The WHO estimates that worldwide one in eight people live with mental illness.1 Stigmatisation and human rights violations, combined with lack of resources, including shortfalls in mental health professionals, pose significant barriers to psychiatric care.2 Consequently, clinician time is one of the scarcest resources in healthcare, and psychiatrists report looking to advances in artificial intelligence (AI) to improve efficiencies and assist with administrative tasks.3

Considering these challenges, recent advances in the field of generative AI and its potential to impact healthcare delivery have received considerable attention.

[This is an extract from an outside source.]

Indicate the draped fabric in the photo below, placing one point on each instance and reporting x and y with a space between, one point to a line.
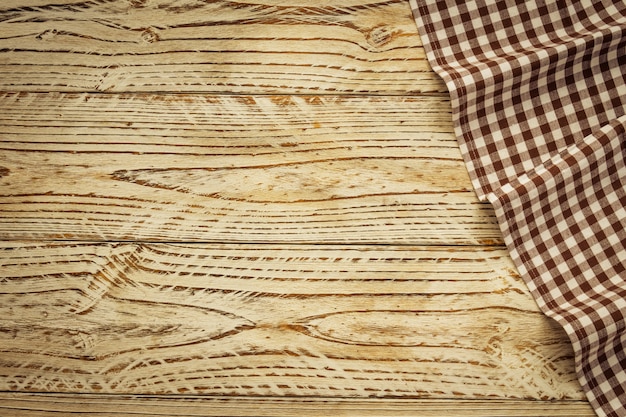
538 91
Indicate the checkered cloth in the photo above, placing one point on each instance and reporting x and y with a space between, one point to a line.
539 106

Unlike search engines, which provide internet links in response to typed entries, a new generation of chatbots, such as OpenAI’s GPT-4, powered by large language models (LLMs) offer responses that resemble conversations. LLMs use massive amounts of past data to predict the next word in a sequence. This probabilistic process combined with other technical advances means these models have aptitude in recognising, summarising and generating content.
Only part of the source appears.